Purpose : Topical recombinant human nerve growth factor (rhNGF) is FDA-approved to treat patients with neurotrophic keratitis (NK), but current clinical trial data only encompasses 1 year of follow up. We hypothesize that a single course of rhNGF can have a long-term, persistent effect on NK healing and related clinical parameters. Therefore, we evaluated the long-term efficacy of rhNGF in a retrospective, consecutive, observational case series from a single-center setting over a 4-year period.

Methods : A total of 18 patients with stage 2 or 3 NK received rhNGF 20 mcg/ml 6 times a day for 8 weeks. Lesion recurrence during follow-up was evaluated at 12, 24, 36, and 48 months. Clinical efficacy was measured by Cochet-Bonnet aesthesiometer (corneal sensitivity), Schirmer’s test (tear production), and Snellen chart [visual acuity (VA)] at baseline, end of treatment (8 weeks), and at 12, 24, 36, and 48 months after treatment was completed.

Results : Four patients experience recurrence during the study; 3 within the first 12 months and 1 within 36 months. Corneal sensitivity was significantly improved by the end of treatment (8 weeks) with improvements persisting throughout 48 months of follow-up (P<0.05). Both tear production and VA were also significantly improved by the end of treatment (8 weeks) and these effects persisted at 12, 24, and 36 months (P<0.05). Improvements in tear production and VA were also seen at 48 months; however, they were not statistically significant.

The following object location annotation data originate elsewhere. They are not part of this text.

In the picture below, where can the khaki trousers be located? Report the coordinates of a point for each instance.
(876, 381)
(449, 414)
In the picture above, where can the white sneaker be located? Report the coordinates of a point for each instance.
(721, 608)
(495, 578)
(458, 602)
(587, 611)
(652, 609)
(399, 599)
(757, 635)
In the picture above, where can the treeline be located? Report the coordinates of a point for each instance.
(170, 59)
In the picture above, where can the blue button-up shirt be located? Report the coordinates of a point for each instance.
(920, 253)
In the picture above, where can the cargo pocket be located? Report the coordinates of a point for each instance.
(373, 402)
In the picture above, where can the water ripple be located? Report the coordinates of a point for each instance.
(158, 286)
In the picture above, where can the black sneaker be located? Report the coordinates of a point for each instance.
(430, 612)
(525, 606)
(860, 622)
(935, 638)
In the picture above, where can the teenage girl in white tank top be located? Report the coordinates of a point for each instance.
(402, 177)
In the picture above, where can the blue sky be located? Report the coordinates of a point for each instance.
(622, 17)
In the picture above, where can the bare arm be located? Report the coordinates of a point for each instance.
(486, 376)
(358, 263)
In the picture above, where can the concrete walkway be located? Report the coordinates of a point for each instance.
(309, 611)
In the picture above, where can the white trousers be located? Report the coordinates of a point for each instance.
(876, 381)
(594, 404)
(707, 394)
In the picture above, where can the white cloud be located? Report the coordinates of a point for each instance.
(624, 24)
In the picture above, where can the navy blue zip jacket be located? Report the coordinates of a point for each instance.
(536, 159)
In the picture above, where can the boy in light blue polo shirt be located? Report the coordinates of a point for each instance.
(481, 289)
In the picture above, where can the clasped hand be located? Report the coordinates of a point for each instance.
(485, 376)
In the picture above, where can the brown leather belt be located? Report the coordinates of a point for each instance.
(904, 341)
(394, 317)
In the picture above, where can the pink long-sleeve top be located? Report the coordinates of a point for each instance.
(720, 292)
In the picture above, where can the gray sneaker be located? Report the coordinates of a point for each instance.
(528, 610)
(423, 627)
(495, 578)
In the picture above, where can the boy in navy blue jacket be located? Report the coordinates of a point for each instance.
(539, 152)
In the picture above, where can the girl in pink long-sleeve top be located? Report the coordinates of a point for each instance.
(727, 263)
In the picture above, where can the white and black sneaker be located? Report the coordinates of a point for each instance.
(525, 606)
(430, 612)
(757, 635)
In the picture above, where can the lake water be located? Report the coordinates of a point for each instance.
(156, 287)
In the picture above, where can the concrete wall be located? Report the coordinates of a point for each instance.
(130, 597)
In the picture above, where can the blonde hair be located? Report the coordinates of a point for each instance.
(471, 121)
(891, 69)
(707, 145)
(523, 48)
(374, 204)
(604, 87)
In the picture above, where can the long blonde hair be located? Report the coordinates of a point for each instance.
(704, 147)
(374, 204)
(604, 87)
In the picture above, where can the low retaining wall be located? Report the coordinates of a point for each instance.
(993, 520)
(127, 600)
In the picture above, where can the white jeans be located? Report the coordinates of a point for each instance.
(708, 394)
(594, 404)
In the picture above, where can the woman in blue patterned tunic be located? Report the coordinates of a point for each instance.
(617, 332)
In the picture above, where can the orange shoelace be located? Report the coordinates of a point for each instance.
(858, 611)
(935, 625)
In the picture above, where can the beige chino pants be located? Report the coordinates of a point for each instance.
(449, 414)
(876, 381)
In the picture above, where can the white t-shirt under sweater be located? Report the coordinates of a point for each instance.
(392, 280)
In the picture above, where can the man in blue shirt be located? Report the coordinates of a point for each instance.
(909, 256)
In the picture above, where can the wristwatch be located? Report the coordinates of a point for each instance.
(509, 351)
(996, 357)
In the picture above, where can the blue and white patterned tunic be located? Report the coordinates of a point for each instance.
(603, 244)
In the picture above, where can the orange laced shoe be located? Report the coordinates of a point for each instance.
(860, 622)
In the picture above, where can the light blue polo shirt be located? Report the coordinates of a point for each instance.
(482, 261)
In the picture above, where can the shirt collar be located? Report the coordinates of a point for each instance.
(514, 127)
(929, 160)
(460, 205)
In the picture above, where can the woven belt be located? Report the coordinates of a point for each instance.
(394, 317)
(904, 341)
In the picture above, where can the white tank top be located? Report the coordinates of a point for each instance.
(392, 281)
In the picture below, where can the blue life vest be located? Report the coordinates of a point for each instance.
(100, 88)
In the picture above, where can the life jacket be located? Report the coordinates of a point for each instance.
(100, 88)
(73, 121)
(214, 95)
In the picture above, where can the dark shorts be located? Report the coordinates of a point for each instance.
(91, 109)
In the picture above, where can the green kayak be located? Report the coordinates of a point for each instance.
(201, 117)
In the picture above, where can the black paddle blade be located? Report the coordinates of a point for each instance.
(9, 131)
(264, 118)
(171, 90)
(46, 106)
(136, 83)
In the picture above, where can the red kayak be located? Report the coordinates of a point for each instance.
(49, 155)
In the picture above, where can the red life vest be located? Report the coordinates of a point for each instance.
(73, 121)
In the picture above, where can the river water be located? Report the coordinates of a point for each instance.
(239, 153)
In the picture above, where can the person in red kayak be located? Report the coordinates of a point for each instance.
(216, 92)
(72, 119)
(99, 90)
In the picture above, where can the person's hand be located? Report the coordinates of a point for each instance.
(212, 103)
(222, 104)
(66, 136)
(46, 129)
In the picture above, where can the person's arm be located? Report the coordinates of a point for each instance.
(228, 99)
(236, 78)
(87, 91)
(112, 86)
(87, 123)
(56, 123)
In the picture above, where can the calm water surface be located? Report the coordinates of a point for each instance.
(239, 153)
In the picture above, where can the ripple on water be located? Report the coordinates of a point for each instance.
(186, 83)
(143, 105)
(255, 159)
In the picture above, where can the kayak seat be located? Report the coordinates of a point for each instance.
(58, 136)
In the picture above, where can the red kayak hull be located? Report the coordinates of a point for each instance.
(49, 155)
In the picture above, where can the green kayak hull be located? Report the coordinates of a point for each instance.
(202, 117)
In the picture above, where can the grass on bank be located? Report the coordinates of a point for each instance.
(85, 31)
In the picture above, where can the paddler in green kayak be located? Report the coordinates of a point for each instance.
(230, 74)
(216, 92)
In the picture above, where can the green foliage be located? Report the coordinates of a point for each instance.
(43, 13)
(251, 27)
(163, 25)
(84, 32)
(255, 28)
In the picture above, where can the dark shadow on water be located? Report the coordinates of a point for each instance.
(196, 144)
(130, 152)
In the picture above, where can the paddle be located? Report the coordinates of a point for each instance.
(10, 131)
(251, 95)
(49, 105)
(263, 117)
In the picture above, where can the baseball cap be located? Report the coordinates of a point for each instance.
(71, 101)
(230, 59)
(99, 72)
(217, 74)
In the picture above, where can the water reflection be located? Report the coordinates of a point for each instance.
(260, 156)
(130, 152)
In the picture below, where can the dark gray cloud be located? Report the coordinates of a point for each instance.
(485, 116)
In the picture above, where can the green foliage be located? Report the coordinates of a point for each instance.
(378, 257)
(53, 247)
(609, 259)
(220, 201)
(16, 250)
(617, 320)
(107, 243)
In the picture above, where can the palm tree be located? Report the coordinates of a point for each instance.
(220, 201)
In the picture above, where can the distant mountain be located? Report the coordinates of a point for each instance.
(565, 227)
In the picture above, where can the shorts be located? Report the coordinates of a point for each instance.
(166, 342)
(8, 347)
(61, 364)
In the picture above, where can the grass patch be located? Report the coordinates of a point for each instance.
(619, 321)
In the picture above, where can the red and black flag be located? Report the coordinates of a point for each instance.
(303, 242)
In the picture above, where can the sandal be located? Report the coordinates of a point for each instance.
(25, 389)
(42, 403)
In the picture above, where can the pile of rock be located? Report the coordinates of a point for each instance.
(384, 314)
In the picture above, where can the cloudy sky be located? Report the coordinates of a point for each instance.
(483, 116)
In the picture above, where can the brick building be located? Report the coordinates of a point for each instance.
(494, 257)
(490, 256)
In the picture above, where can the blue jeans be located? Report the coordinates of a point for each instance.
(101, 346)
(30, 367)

Conclusions : These results are consistent with our hypothesis that a single, 8-week treatment regimen of rhNGF can have long lasting clinical effects. The long-term clinical utility of rhNGF for the treatment of NK was demonstrated though the low rate of lesion recurrence along with improvements in corneal sensitivity, tear production, and VA over the course of 4 years.

This is a 2021 ARVO Annual Meeting abstract.